A very broad range of cybersecurity research is happening throughout the academy. At Carnegie Mellon, much of this research falls under CyLab, an interdisciplinary unit. Virtually every kind of cybersecurity issue is being researched somewhere at a college or university. For example, of particular concern for the United States is the fact that much of its physical infrastructure, like the power grid, is controlled by its cyberinfrastructure. Many research programs are addressing the threats created by this dependence, including efforts to develop a next-generation secure Internet.

The particular value of academic research is its ability to look further ahead than much of corporate research. Companies must find solutions that can ship next year. The academy, by contrast, can look at longer-term solutions that may ultimately have more impact. At Carnegie Mellon, we also tend to take more of an interdisciplinary approach — including issues of economics, human factors, and policy with technology — when we seek solutions to cybersecurity problems. For all these reasons, academic research on information security plays a critical role in the overall national effort to secure information and communications.

Q.: Colleges and universities operate some of the world's largest collections of computers and high-speed networks. What role does higher education as a sector need to play to make sure that its own cyber systems and networks are secure?

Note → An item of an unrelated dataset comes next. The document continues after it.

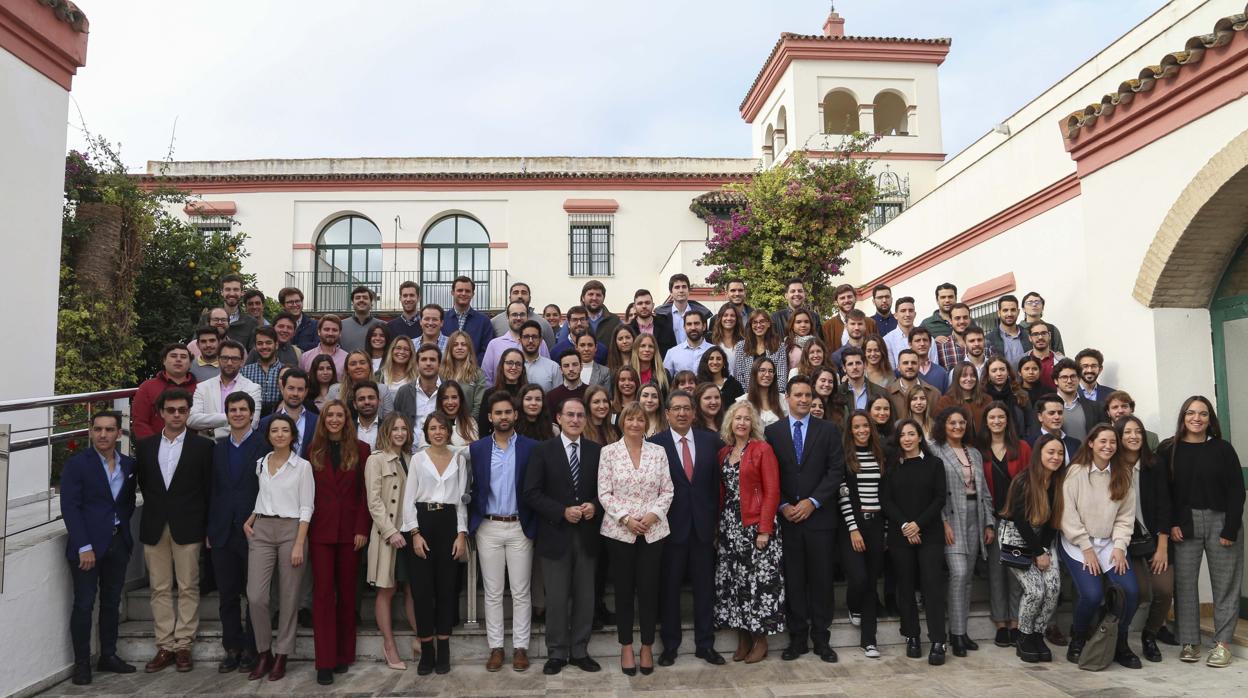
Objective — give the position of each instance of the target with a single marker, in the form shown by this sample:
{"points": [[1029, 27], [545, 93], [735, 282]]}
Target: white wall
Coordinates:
{"points": [[31, 186]]}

Higher education's traditions of openness, decentralization, and entrepreneurialism coupled with our distributed computing power, high-speed networks, electronic data stores, and intellectual property make us particularly vulnerable to cyber threats. Our educational mission, research, administrative and residential operations, internationalization, and funding dependencies place us at the crossroads of legal and regulatory requirements. Our challenge is to find the right balance, protecting and supporting the openness on which research, collaboration, and innovation depend while meeting our own high standards as well as external requirements for data protection and system survivability.

We can bridge the theoretical and the practical by applying our research to our operations. For example, five years ago Carnegie Mellon, informed by its cybersecurity research, created a dedicated office to coordinate an information security program. Since that time, various research collaborations have produced mutual benefits in such areas as phishing awareness, spam filtering, and malware analysis. Collaborating nationally, Carnegie Mellon supports the efforts of the higher education community at large to monitor, analyze, share, and respond to threats to individual and shared computing and networking infrastructures via the Research and Education Networking Information Sharing and Analysis Center (REN-ISAC).

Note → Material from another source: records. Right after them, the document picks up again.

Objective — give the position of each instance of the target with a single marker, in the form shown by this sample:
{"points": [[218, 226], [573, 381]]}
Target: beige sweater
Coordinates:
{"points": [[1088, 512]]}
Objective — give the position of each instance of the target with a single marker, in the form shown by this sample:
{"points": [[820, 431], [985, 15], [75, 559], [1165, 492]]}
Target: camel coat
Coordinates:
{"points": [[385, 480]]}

Finally, those of us in higher education must contribute our technical and policy expertise to the national and international agenda on cybersecurity. This is a critical part of our mission to transfer to society.

Q.: What advice would you give to other institutional leaders about the importance of cybersecurity to the overall well-being and future of higher education?

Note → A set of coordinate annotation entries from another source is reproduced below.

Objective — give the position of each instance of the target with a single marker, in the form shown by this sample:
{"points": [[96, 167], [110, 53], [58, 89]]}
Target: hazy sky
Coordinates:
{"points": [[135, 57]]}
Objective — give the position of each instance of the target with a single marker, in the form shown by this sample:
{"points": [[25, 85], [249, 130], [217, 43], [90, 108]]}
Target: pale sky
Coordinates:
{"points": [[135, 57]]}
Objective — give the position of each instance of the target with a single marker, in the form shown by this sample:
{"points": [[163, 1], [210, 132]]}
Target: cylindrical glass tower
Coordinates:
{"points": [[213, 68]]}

Along with the leaders of many kinds of organizations, college and university presidents bear a basic responsibility to ensure that appropriate efforts are made to protect the personal information entrusted to their institutions. Although colleges and universities are devoted to the free exchange of ideas, the authors of those ideas have the right to control when and how they are communicated. Since the means of storage and communication of information are almost exclusively digital, assuring our communities that the new knowledge they create is under their control means we must effectively manage the complexities of cybersecurity. Unfortunately, securing our information and communications represents an added expense for something that does not contribute directly to our core missions. Thus, given the complexity of cybersecurity across multiple dimensions — technologies, organizations, and policies — perhaps the best advice I can give is that no institution should try to address all the issues alone. Higher education can and should expand its efforts to collaborate where possible to solve common challenges in cybersecurity in order to make those efforts as effective and cost-effective as possible.